Edward stared backward at the door, vaguely pining for escape. “I think you’re overestimating the impact of individuals, Mr. Croftdon – John.”
“Please, let me finish. Your mother, too, never recovered from losing you. Her cancer death was just the end point of a long, slow dying of her spirit. My wife saw Faith as the daughter she never had, and I lost her not long after. That, too, was my recompense. And then Thomas crawled into a bottle for some time.”
“I’m sorry, Mr. Croftdon, but why are you telling me all this?”
“For two reasons. First, because I heard your argument with Thomas. He’s a much better father than I ever was, but when he falters, he is only echoing the atrocious example I set for him. Since you have returned, I’ve seen a light come back in his eyes that I haven’t seen for a very long time. He is so deeply proud of all of his boys. And he has all of you now. For the very first time. Please don’t punish him for my mistakes.”

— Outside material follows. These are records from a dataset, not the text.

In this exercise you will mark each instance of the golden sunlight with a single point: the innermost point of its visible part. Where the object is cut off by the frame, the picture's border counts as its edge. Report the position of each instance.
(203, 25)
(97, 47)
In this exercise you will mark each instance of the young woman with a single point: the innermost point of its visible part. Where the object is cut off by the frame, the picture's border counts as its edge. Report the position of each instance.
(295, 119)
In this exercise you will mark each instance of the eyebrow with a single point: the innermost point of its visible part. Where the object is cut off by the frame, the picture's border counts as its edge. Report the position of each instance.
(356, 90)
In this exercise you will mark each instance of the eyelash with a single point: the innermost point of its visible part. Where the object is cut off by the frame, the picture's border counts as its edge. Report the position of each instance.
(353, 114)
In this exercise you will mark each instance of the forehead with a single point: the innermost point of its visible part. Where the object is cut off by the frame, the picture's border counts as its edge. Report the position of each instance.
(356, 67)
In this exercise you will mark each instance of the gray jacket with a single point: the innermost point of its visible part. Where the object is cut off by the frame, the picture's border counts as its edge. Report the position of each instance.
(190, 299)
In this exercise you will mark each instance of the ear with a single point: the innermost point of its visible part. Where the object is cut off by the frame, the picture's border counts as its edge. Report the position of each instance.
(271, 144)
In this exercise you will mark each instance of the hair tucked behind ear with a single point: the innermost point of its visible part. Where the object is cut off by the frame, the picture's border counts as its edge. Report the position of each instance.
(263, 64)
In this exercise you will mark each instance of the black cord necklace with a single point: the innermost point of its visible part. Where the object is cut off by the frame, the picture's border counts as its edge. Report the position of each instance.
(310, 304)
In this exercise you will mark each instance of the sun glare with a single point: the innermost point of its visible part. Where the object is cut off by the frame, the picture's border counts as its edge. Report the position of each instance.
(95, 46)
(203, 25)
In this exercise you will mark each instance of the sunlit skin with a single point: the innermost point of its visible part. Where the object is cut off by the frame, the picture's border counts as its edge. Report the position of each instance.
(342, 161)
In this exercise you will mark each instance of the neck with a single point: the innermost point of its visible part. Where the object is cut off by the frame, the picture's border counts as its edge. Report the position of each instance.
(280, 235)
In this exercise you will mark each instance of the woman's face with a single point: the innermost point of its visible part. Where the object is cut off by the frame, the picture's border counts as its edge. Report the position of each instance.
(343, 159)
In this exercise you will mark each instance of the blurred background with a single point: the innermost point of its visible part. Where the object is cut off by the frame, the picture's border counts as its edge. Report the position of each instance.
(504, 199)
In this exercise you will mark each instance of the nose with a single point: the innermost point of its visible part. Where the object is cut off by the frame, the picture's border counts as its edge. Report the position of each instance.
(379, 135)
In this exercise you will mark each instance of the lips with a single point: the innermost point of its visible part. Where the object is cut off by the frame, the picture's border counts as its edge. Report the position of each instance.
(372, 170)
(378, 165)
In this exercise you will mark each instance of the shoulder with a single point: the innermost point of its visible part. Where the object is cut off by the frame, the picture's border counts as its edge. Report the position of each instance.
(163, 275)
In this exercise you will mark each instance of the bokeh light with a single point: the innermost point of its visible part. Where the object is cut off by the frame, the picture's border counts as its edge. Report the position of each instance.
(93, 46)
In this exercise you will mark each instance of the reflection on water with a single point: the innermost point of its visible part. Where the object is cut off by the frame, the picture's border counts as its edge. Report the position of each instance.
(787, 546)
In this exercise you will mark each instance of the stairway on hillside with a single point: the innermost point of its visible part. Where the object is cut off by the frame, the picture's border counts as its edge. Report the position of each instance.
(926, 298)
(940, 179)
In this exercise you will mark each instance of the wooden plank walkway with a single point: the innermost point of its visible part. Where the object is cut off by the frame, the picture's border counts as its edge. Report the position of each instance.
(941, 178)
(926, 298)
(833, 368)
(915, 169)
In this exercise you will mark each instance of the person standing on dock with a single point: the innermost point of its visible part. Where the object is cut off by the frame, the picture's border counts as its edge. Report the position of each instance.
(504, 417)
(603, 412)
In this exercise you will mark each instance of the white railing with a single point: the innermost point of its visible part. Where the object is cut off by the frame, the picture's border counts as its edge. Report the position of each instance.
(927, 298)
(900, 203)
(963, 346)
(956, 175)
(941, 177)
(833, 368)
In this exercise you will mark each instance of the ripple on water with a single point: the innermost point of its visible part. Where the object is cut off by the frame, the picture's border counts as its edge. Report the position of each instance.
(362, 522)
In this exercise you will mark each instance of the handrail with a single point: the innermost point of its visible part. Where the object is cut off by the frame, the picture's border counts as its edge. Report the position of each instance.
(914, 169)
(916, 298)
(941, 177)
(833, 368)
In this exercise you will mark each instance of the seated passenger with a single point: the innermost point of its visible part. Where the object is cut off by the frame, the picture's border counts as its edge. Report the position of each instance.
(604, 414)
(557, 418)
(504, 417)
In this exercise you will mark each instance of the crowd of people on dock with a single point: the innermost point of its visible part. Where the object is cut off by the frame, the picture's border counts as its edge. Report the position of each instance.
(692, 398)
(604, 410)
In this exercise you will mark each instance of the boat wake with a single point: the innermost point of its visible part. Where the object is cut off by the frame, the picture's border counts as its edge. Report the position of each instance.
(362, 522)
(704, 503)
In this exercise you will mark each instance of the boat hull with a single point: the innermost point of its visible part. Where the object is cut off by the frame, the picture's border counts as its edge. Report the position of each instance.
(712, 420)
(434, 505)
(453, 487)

“I have no wish to punish anyone,” Edward said.
“Even me?” John asked with a slow, tired smile.
“Even you,” Edward said. “I can accept that you regret your actions. And if I hadn’t gone to the Bakunins, I’d have missed out on knowing my adopted mo
ther Jennifer and so many other things. I don’t really hold any grudges.”
“Good. Because, whenever I die, I would like to die having made peace with you.” John looked down after a long moment. “I hope what I tell you now will reassure you I only want what is best for you.”
“What is that?” Eddie asked.
“Please do not believe Wendell Bakunin above killing you if you got in his way,” John said.
“Why is that?”
Old man Croftdon shook his head. “I can only say that Wendell’s father was as frightened of Wendell as anyone. He realized too late the monstrosity he had created. He had intended to toughen the boy, make him stronger. And instead he destroyed his conscience, his empathy, his capacity to care.”
“I will keep that in mind,” Edward said.